Why the Q Hypothesis Works

Mark 1: 21-39 presents Jesus going to Simon Peter's house and curing Peter's mother-in-law. She has a fever which Jesus "cures'. She then gets up and serves them. That evening people brought the demon possessed and sick to the house. The whole city gathers about the door.

Jesus heals many of the cases and told them to keep quite. And the following morning before daylight he went out to a private place and prayed. he is interrupted by Peter and the rest telling him that the crowds were looking for him. He gets the new followers to go the the next towns in Galilee preaching and exorcizing demons.

When we look at Matthew and Luke the story changes. Matthew 8:14 -27 has been rewritten by its author:

1) Matthew as throughout the Gospel intensifies the situation to make it ore outstanding. Here instead of Jesus curing many of those brought. Matthew now says he cures all of who was brought to him.

2) Matthew adds an Old Testament quote to claim that the event was a fulfilment of prophecy, " He took away our infirmities and bore our diseases (Isaiah 53:4)." The Jewish interpretation is that this applies to the whole of Israel. Here we see it taken to create the Suffering Servant as a prophecy of the messiah (Origen, Contra Celsus).

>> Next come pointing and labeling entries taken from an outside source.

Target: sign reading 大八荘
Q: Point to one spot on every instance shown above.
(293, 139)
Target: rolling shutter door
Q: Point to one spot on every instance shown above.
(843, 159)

3) Here the events will change dramatically. Instead of Jesus going to bed and getting up early in the morning to pray he commands his new followers to get a boat to cross the lake. This is a fabrication by Matthew. It acts as a "seam" to stitch a passage from Q into his reworking of the text of Mark.

Matthew 8:
9 Then a teacher of the law came to him and said, “Teacher, I will follow you wherever you go.”
20 Jesus replied, “Foxes have dens and birds have nests, but the Son of Man has no place to lay his head.”
21 Another disciple said to him, “Lord, first let me go and bury my father.”
22 But Jesus told him, “Follow me, and let the dead bury their own dead.
This is followed by the next seam in which Jesus gets into the boat and Jesus calms the storm. With this addition we see that Jesus no longer sleeps or prays early the next day. This addition of the "Would-be Follower" changes the original story of Mark. This is at the beginning of the ministry of Jesus according to Matthew.

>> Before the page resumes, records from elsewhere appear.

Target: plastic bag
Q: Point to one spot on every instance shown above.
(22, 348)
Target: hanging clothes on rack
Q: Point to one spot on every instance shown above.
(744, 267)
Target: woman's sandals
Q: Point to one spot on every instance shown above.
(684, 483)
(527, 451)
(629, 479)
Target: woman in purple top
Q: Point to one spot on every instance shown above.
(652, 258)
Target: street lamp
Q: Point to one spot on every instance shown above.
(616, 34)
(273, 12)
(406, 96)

When we compare the section in Luke 4:38-41 we see Luke also intensifies the event:

1) all of the people are cured by laying on of hands. The demons coming out testify that Jesus "is the Son of God." He rebukes the demons to be silent rather than the people as in Mark.

2) As in Mark Jesus come the next morning goes out to a private place to pray.

3) But Luke 9:57-62 still has the Would-be Followers passage. He uses it from Q at the end of the ministry of Jesus. The event is made to occur while going through Samaria on the way to Jerusalem where he will die.

As an atheistic Bible study we can show to Christians that their scripture is not inerrant since the events are changed by the editing of Mark by Matthew and Luke. We can show that a sayings source that had no contextual setting was given context by inserting its collection of Jesus sayings into Mark. Mark thus becomes a convenient context.

This also demonstrates that there is nothing historical in these presentations. This approach throughout the Synoptic Gospels shows an early Mark that has an all too human Jesus who does not know who touches his robe, who gets angry with people and insults several who seek his help. He has a human temper.

Matthew removes all of this. Jesus becomes a heavenly emissary with perfect knowledge and super human powers. Luke shows him to be a divine agent similar to Matthew's restructuring. We can see the progress in a temporal manner from Q an early sayings source of a human Jewish teacher to Mark as a man adopted by God in a Gentile view. Jesus is seen as an Enochican heavenly messenger in Matthew. And finally he becomes a Gentile demi-god in Luke. John will make him a pre-existent property of God, Logos, His Wisdom and Reason.

Q becomes the only source of primary attention for a historical Jesus. It shows a human being who is not a sacrifice for salvation as in the later Gospels. It is his teachings that are the source of salvation for the original hearers who were Jewish Palestinans.